Analysts are expecting Microsoft to post earnings of 68 cents a share on sales of $17.3 billion in its fiscal first quarter, according to Thomson Financial. That would represent a 10 percent jump in earnings and a 7 percent gain in sales.
Microsoft faces slowing PC sales to consumers as well as a tough comparable quarter from a year ago--one that was fueled by the June launch of Office 2010.
"Ongoing poor PC demand, in addition to tough Office 2010 compares in the business division over the next 2 quarters, will mean that Microsoft will experience continued headwinds in its core profit drivers," writes Nomura analyst Rick Sherlund in a recent research note.
Sherlund described overall PC demand as "quite depressed," though corporate sales are stronger than consumer computer purchases, given that companies are upgrading to Windows 7. Sherlund estimates about 5 percent unit growth in PC sales for the quarter. That should translate to $4.8 billion in sales for Microsoft's Windows and Windows Live division, virtually flat from the year ago period.
Microsoft's business division, comprised largely of sales from its Office franchise, should post revenue of $5.36 billion, according to Sherlund. That'd be a 4 percent gain from a year ago.
Sherlund's first quarter estimates for the company's results fall below the analyst consensus. He believe Microsoft will earn 67 cents a share on sales of $16.9 billion.
Wells Fargo Securities analyst Jason Maynard is a bit more bullish on the company's first quarter. While he also sees weak consumer PC sales, he believes that businesses will continue to refresh their computers at a brisk rate. And he's counting on strong Office sales to businesses as well as solid revenue from Microsoft's Server and Tools division.
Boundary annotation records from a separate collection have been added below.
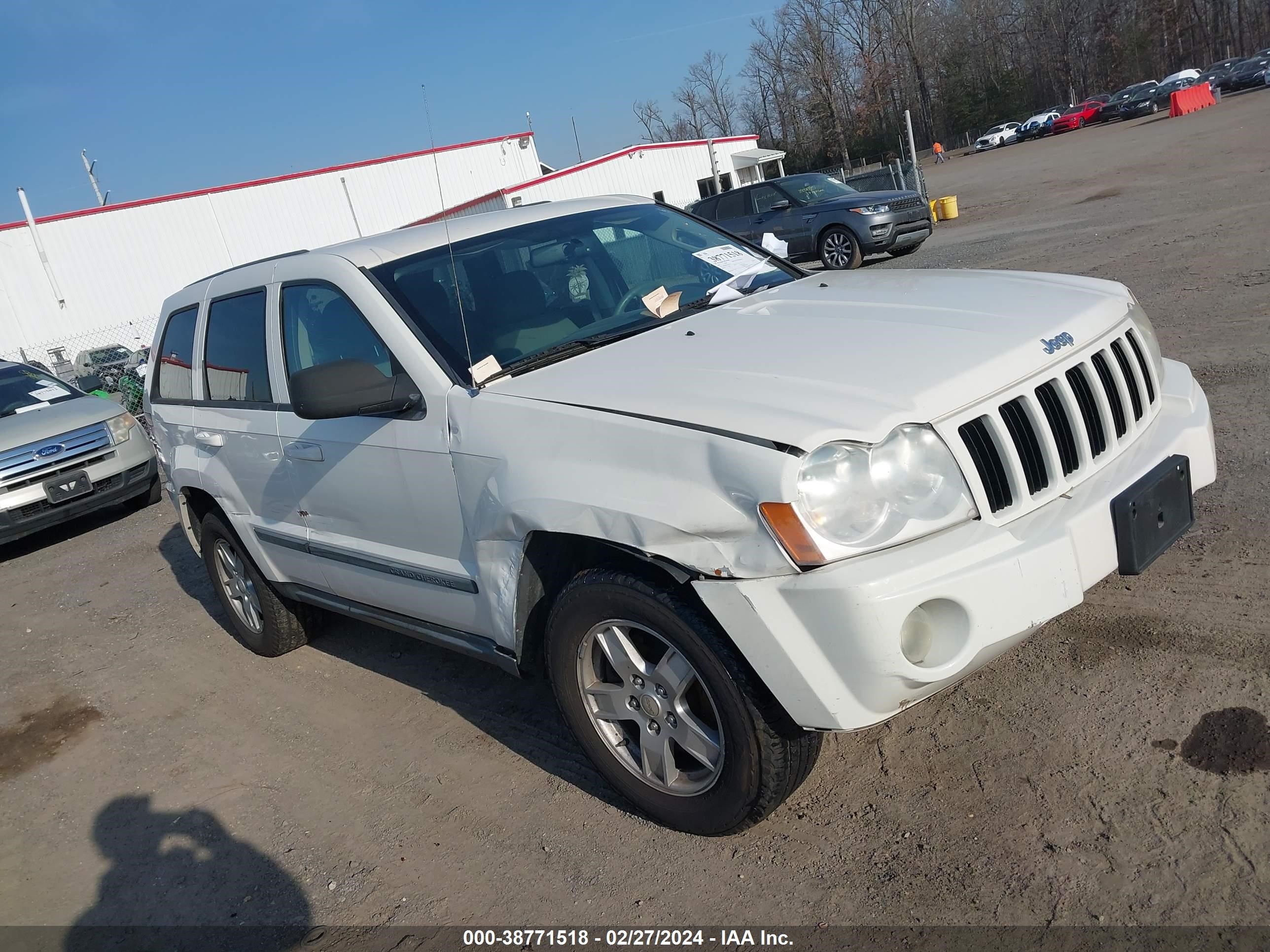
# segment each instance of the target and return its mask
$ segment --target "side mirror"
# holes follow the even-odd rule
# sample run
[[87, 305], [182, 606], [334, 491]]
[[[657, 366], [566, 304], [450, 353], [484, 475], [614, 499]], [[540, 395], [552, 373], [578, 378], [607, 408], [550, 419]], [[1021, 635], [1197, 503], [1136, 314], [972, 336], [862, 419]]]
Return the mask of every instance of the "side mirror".
[[302, 420], [400, 414], [422, 405], [409, 374], [385, 377], [366, 360], [334, 360], [291, 374], [291, 406]]

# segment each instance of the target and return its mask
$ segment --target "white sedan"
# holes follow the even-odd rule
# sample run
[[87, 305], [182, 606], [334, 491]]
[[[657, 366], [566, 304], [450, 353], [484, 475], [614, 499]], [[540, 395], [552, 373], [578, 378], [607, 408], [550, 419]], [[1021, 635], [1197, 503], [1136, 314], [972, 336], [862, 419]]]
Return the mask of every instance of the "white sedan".
[[996, 149], [997, 146], [1007, 145], [1008, 142], [1013, 142], [1017, 136], [1019, 123], [1003, 122], [979, 136], [974, 141], [974, 151], [982, 152], [984, 149]]

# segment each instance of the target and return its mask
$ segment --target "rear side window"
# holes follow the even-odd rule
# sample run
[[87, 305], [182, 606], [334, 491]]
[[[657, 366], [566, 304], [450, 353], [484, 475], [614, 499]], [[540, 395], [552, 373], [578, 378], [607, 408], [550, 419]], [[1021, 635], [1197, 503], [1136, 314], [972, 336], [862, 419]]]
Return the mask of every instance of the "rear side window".
[[715, 215], [715, 221], [726, 221], [728, 218], [742, 218], [745, 216], [745, 193], [744, 192], [724, 192], [719, 195], [719, 211]]
[[160, 400], [194, 399], [194, 325], [198, 305], [173, 312], [159, 345], [154, 396]]
[[288, 376], [334, 360], [364, 360], [385, 377], [400, 372], [380, 335], [329, 284], [282, 288], [282, 345]]
[[208, 400], [273, 401], [264, 347], [264, 288], [212, 301], [203, 363]]

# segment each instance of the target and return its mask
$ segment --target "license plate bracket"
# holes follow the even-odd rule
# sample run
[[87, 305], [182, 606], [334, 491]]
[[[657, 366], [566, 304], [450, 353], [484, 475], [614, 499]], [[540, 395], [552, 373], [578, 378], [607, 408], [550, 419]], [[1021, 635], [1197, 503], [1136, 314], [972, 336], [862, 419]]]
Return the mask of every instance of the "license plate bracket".
[[86, 496], [93, 491], [93, 480], [88, 477], [88, 472], [84, 470], [64, 472], [61, 476], [44, 480], [43, 485], [44, 495], [52, 505], [65, 503], [69, 499]]
[[1173, 454], [1111, 500], [1121, 575], [1140, 575], [1195, 523], [1190, 458]]

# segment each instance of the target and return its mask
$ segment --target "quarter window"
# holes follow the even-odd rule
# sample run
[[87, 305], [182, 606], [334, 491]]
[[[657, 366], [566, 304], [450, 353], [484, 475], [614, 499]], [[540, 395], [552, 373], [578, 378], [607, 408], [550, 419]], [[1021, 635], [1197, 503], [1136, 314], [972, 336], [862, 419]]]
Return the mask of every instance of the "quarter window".
[[208, 400], [273, 401], [264, 347], [264, 288], [212, 302], [203, 364]]
[[335, 360], [364, 360], [385, 377], [400, 373], [380, 335], [330, 284], [282, 288], [282, 347], [288, 374]]
[[752, 201], [754, 203], [754, 215], [762, 215], [763, 212], [772, 211], [772, 206], [777, 202], [789, 202], [789, 198], [781, 192], [776, 190], [771, 185], [759, 185], [751, 190], [753, 195]]
[[729, 218], [743, 218], [745, 216], [745, 193], [724, 192], [719, 195], [719, 211], [715, 221], [728, 221]]
[[194, 399], [194, 325], [198, 324], [198, 305], [174, 311], [163, 333], [159, 358], [155, 366], [154, 395], [160, 400]]

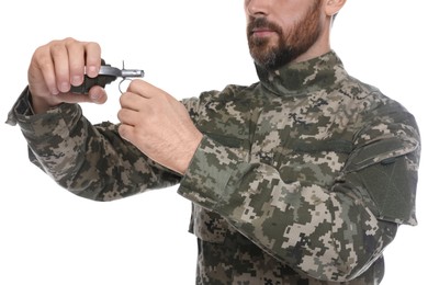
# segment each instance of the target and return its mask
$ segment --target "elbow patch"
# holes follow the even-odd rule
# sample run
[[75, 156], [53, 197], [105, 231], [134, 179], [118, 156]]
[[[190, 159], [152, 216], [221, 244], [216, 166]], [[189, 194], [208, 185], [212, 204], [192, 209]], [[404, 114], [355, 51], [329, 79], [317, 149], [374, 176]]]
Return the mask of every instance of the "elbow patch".
[[[416, 225], [415, 200], [419, 142], [392, 137], [368, 144], [345, 168], [361, 191], [374, 202], [378, 218]], [[352, 179], [353, 180], [353, 179]]]

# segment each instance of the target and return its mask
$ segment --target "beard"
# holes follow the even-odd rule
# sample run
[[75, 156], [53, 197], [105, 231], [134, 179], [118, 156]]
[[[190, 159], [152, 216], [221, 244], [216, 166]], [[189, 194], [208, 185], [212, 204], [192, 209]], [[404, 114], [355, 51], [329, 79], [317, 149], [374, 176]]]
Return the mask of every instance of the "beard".
[[[250, 55], [257, 65], [269, 70], [284, 66], [309, 49], [320, 34], [319, 10], [320, 1], [284, 33], [281, 26], [269, 22], [266, 18], [250, 18], [247, 25], [247, 38]], [[271, 44], [271, 38], [252, 36], [254, 29], [268, 29], [278, 34], [278, 43]]]

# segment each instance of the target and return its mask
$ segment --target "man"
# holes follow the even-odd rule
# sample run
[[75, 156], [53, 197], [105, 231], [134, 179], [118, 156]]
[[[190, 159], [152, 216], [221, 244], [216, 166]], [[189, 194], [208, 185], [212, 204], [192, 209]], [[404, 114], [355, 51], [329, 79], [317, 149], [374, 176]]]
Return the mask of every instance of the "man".
[[[111, 201], [180, 183], [192, 201], [196, 284], [379, 284], [382, 251], [416, 225], [420, 138], [401, 104], [350, 77], [329, 45], [345, 0], [245, 0], [260, 78], [178, 102], [134, 80], [120, 125], [70, 93], [101, 49], [36, 49], [13, 107], [30, 159], [77, 195]], [[37, 114], [37, 115], [35, 115]]]

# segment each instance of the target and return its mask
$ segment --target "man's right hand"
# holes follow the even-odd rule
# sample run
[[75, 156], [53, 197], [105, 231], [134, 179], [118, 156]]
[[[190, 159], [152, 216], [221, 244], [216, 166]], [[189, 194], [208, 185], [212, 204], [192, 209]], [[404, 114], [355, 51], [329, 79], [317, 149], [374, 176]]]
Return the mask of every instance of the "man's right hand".
[[60, 103], [104, 103], [103, 88], [93, 87], [89, 94], [70, 93], [71, 86], [80, 86], [85, 72], [97, 77], [101, 66], [101, 47], [92, 42], [74, 38], [53, 41], [38, 47], [29, 67], [29, 88], [36, 114]]

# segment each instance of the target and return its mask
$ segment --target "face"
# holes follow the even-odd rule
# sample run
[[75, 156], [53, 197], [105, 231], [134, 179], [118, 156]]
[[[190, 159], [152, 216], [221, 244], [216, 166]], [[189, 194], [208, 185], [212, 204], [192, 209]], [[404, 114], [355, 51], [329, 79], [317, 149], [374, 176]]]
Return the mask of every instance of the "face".
[[322, 0], [245, 0], [247, 38], [256, 64], [277, 69], [307, 52], [320, 35]]

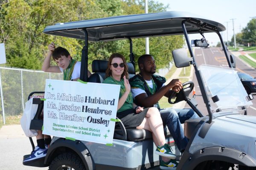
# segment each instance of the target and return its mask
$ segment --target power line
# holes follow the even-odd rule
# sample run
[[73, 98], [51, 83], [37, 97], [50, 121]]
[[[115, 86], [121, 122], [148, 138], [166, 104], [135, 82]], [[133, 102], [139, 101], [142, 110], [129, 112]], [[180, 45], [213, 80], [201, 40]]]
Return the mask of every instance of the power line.
[[235, 46], [235, 49], [236, 48], [236, 34], [235, 34], [235, 28], [234, 27], [234, 20], [236, 20], [236, 18], [230, 19], [230, 20], [232, 20], [233, 23], [233, 33], [234, 34], [234, 45]]
[[227, 46], [228, 46], [228, 23], [230, 21], [225, 22], [227, 23]]

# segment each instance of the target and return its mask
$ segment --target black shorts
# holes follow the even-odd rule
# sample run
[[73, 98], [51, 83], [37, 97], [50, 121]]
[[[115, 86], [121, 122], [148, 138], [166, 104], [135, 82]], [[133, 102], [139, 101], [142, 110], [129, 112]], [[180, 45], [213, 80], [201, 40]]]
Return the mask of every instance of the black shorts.
[[137, 114], [134, 109], [126, 110], [116, 113], [116, 117], [121, 119], [126, 128], [136, 128], [142, 123], [148, 108]]

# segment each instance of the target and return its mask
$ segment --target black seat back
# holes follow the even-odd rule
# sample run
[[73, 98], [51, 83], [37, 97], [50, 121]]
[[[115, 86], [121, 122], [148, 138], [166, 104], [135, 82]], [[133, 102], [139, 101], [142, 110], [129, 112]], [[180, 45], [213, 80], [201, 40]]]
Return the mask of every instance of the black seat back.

Maynard is estimating 72 cents for earnings per share on sales of $17.2 billion.
Expect analysts to press Microsoft tomorrow during its conference call for details regarding devices running Windows Phone, the company's latest attempt to secure a chunk of the mobile phone operating system business. They may ask too about Microsoft's rumored interest in buying Yahoo, a company that spurned Microsoft's $44 billion takeover bid in 2008.